Durant Africa Now, dont l’objectif est de célébrer l’énergie de la création sur le continent africain, j’ai pu découvrir de nombreux artistes contemporains. J’ai eu le plaisir de découvrir les peintures d’un nouveau genre de Turiya Magadlela. Découvrons ensemble son travail.

Africa Now 2017 – Exposition Le jour qui vient

Des collants comme matière première

Turiya Magadlela utilise des pièces de tissus, des uniformes et des collants découpés, pliés ou étirés  sur des toiles pour créer des compositions abstraites qui nous interpèlent sur l’histoire des discriminations raciales et sexuelles.

En effet, les collants ainsi présentés nous inspire à la fois la douceur et la violence. Un collant est par définition doux, sensuelle, intime, séduisant… le voir déchiré suppose la violence, l’agression, le viol… On nous interpèle sur l’intrusion dans la sphère intime de l’individu et particulièrement de la femme.

Nous sommes invités à nous interroger sur la question de l’intimité. Celle de l’individu avec lui même et celle de l’individu dans le contexte de la société sud-africaine encore largement coercitive.

On se soucie aussi de la reconstruction après l’intrusion dans la sphère intime puisque certains morceaux de collants sont cousus. La couture comme acte de réparation?

Turiya Magdalela, avec ses choix de couleur, de matières et leur mise en scène, soulève les questions sur la condition de la femme et du rapport à l’intimité. 

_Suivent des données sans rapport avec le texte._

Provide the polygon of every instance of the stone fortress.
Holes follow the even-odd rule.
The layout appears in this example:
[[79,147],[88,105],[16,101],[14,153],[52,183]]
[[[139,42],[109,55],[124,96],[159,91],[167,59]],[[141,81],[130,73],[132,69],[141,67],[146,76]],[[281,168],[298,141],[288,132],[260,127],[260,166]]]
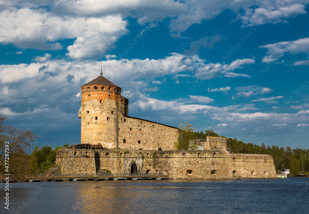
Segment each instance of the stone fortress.
[[179,129],[129,117],[121,88],[102,75],[81,87],[81,143],[59,150],[62,173],[163,173],[169,179],[273,178],[267,154],[233,154],[226,139],[208,136],[204,150],[174,150]]

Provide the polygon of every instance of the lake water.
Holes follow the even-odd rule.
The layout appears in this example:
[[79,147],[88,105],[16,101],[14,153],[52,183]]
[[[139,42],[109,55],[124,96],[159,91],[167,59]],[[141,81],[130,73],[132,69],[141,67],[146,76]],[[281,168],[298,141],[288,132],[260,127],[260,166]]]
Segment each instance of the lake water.
[[309,178],[10,184],[1,213],[308,213]]

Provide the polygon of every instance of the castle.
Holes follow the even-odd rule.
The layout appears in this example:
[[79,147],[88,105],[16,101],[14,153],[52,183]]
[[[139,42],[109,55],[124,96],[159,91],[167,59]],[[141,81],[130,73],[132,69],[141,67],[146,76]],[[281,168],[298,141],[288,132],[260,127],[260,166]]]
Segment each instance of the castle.
[[277,178],[269,155],[231,153],[223,138],[208,136],[202,150],[174,150],[179,129],[129,116],[121,88],[102,76],[81,87],[80,144],[57,151],[62,173],[163,173],[169,179]]

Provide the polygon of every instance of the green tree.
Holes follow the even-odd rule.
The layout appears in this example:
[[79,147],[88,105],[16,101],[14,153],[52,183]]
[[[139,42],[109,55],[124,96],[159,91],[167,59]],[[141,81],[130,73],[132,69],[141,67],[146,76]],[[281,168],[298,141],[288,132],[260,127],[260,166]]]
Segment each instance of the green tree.
[[26,150],[30,149],[31,143],[38,137],[29,130],[5,126],[5,121],[7,119],[0,115],[0,173],[4,172],[5,155],[9,152],[10,173],[18,176],[28,171],[26,167],[29,155]]
[[180,123],[178,130],[178,139],[175,144],[175,148],[178,150],[196,150],[197,146],[194,141],[195,138],[195,129],[191,124],[184,122],[184,124]]
[[205,132],[206,135],[210,137],[220,137],[219,135],[214,131],[214,130],[211,129],[210,130],[206,130]]

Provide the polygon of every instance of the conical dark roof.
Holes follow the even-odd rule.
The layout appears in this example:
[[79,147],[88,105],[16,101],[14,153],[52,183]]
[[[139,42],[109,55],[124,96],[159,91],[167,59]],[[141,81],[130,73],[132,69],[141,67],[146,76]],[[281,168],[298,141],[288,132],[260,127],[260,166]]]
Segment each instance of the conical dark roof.
[[102,75],[99,76],[94,80],[91,80],[88,83],[86,83],[83,86],[91,85],[110,85],[111,86],[119,87],[119,86],[116,85],[115,83],[109,81]]

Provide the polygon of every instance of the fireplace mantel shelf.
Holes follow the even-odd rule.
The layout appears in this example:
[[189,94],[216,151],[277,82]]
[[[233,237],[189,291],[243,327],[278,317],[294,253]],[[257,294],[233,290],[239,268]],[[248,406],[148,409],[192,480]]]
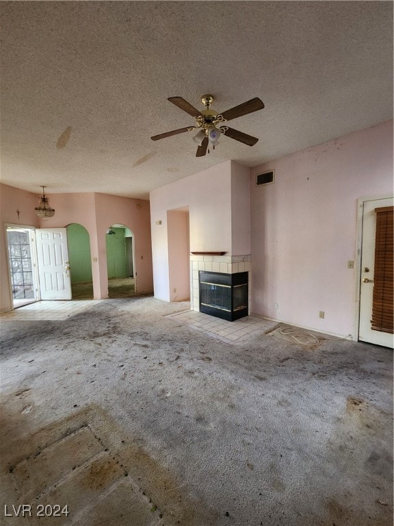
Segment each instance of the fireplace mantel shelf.
[[224,255],[226,252],[191,252],[193,255]]

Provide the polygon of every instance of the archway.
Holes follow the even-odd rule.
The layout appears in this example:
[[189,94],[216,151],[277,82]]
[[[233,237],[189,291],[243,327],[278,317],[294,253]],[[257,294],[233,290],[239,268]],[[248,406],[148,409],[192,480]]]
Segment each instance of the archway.
[[74,299],[92,299],[92,259],[89,232],[77,223],[66,227],[71,290]]
[[134,236],[124,225],[114,224],[105,232],[108,295],[122,298],[135,293]]

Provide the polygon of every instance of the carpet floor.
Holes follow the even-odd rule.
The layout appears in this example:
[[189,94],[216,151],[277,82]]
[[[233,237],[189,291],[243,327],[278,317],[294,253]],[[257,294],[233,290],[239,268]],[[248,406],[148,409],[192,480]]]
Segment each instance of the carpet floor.
[[0,318],[0,523],[391,526],[392,351],[226,342],[188,305]]

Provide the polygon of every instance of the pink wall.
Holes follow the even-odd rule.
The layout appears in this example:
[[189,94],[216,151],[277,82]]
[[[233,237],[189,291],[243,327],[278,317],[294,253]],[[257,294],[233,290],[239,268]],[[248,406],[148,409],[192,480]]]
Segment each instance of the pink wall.
[[393,121],[253,168],[252,311],[354,336],[357,199],[392,194]]
[[[124,225],[134,234],[135,275],[138,291],[152,290],[152,251],[149,202],[98,193],[48,194],[55,210],[53,217],[40,220],[34,208],[39,196],[1,185],[1,260],[0,277],[2,285],[9,283],[5,242],[5,223],[15,223],[41,228],[64,227],[72,223],[82,225],[89,232],[94,297],[108,297],[108,280],[105,252],[105,231],[111,225]],[[18,221],[16,208],[22,211]],[[96,258],[97,261],[93,261]],[[0,308],[11,308],[9,286],[1,287]]]

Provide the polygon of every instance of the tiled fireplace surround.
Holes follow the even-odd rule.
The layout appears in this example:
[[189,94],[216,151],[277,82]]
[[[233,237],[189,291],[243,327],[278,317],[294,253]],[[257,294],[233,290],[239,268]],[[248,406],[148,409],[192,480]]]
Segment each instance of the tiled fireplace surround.
[[190,255],[190,309],[200,310],[200,283],[198,272],[220,272],[224,274],[235,274],[237,272],[248,272],[248,312],[250,314],[250,254],[246,255]]

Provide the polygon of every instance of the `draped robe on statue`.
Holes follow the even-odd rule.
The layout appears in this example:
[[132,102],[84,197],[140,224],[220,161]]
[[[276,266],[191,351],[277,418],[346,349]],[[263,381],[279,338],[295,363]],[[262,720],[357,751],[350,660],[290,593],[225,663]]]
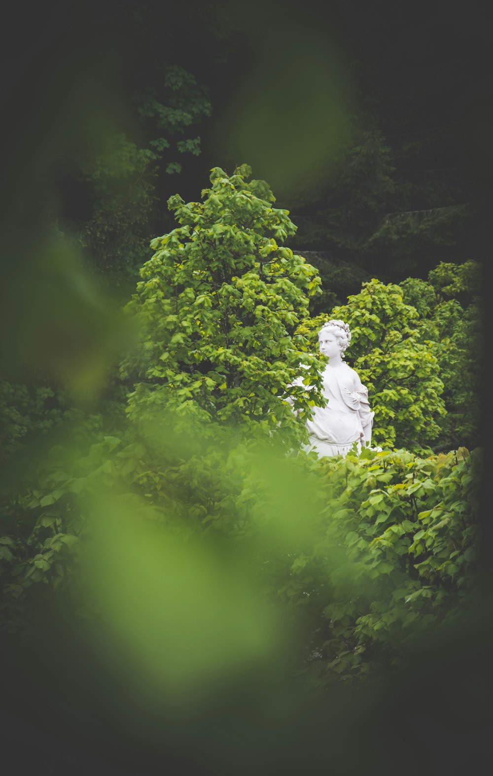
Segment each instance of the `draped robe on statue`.
[[[303,384],[301,379],[298,384]],[[370,409],[367,388],[347,364],[327,366],[323,384],[328,402],[312,410],[307,421],[310,444],[305,449],[314,449],[319,456],[345,456],[355,442],[360,449],[362,443],[371,440],[375,414]]]

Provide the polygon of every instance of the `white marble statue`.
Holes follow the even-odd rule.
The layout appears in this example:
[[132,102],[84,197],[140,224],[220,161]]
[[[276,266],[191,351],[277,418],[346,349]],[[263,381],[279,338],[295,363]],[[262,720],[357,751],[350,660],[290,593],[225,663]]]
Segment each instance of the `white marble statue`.
[[307,421],[310,444],[305,449],[314,449],[319,456],[345,456],[355,442],[359,451],[371,443],[374,412],[368,404],[368,390],[342,360],[350,341],[349,327],[342,320],[328,320],[318,332],[320,352],[328,359],[323,372],[323,393],[328,401],[324,407],[314,407]]

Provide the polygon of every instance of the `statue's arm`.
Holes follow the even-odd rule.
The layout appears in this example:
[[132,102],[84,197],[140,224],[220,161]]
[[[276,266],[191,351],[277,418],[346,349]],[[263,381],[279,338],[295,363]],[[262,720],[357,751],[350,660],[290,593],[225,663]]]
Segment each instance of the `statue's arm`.
[[353,370],[353,374],[355,377],[354,390],[359,396],[359,409],[358,411],[361,419],[361,425],[363,426],[361,443],[366,445],[367,442],[368,447],[370,447],[371,445],[371,429],[373,424],[373,415],[375,413],[372,412],[370,407],[368,389],[366,386],[363,386],[358,372]]

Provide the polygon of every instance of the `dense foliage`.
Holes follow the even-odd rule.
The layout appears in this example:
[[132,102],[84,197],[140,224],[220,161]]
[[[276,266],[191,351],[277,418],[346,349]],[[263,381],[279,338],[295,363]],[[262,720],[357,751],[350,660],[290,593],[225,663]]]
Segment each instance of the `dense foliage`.
[[224,422],[250,437],[279,431],[296,445],[310,403],[323,401],[318,391],[288,390],[300,376],[320,388],[319,361],[295,334],[320,279],[282,247],[296,227],[273,207],[264,182],[247,182],[250,173],[216,168],[203,203],[170,199],[180,226],[152,241],[156,252],[127,306],[140,324],[124,366],[136,383],[128,411],[194,416],[213,436]]

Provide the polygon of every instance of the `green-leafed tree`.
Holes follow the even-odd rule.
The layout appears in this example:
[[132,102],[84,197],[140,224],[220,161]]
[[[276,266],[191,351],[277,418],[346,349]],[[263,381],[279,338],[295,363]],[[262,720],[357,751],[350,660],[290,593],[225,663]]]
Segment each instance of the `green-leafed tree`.
[[442,449],[480,444],[482,362],[481,267],[440,263],[429,282],[408,278],[404,300],[419,311],[420,341],[436,358],[447,414],[436,443]]
[[430,452],[445,413],[443,383],[437,358],[423,341],[419,314],[405,303],[402,289],[373,279],[347,304],[304,322],[300,333],[310,338],[312,348],[329,318],[351,329],[348,362],[368,387],[374,443]]
[[[209,434],[277,438],[297,446],[311,403],[324,402],[320,362],[296,334],[318,290],[317,271],[282,242],[296,230],[287,210],[251,169],[214,168],[203,202],[168,200],[179,227],[153,240],[128,305],[141,325],[123,374],[135,383],[132,418],[168,411]],[[315,387],[288,386],[302,375]],[[292,397],[293,414],[286,400]]]

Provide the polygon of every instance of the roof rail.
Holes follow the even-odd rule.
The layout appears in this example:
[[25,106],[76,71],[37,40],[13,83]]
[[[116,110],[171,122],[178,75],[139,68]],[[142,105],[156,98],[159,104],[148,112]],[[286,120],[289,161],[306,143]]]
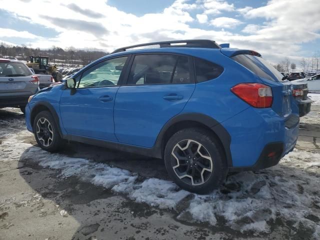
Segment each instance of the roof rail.
[[220,48],[221,47],[214,41],[207,40],[176,40],[172,41],[156,42],[148,44],[138,44],[132,46],[120,48],[112,54],[124,52],[127,49],[138,48],[140,46],[150,46],[152,45],[160,45],[160,48]]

Africa Now 2017 – Exposition Le jour qui vient

Turiya Magadlela

Turiya Magadlela née en 1978 à Johannesburg, elle vit et travaille à Soweto en Afrique du Sud. En travaillant principalement avec des tissus communs mais chargés de sens, elle crée des compositions abstraites en coupant, en coulant, en pliant et en étirant ces matériaux à travers des cadres en bois. L’exposition personnelle la plus récente de Magadlela, Impilo ka Lova (projets en blanc, 2015), a employé un collant, un matériau imprégné de notions de féminité, d’érotisme et de discrétion, comme moyen d’articuler son expérience personnelle de la femme et de la maternité. Les compositions sont à double tranchant. Suggérant l’intimité sexuelle et la violence. Ce sont des jeux esthétiquement séduisants sur la couleur, la ligne et la forme.

Magadlela a également utilisé les uniformes, les lits et les draps de la prison, en conjonction avec le ‘kaffersheet’, un tissu beige traditionnellement porté par les dirigeants traditionnels de Xhosa, pour créer des installations en hommage aux prisonniers politiques du passé de l’apartheid en Afrique du Sud, ainsi que susciter une analyse du passé social et de l’impact psychologique de l’emprisonnement. La série Kaffersheet a été exposée dans une exposition personnelle à la Johannesburg Art Gallery en 2015.

En 2016, elle a participé à l’Armorie Show et son travail est présenté dans l’exposition collective Blackness in Abstraction à la Pace Gallery à New York.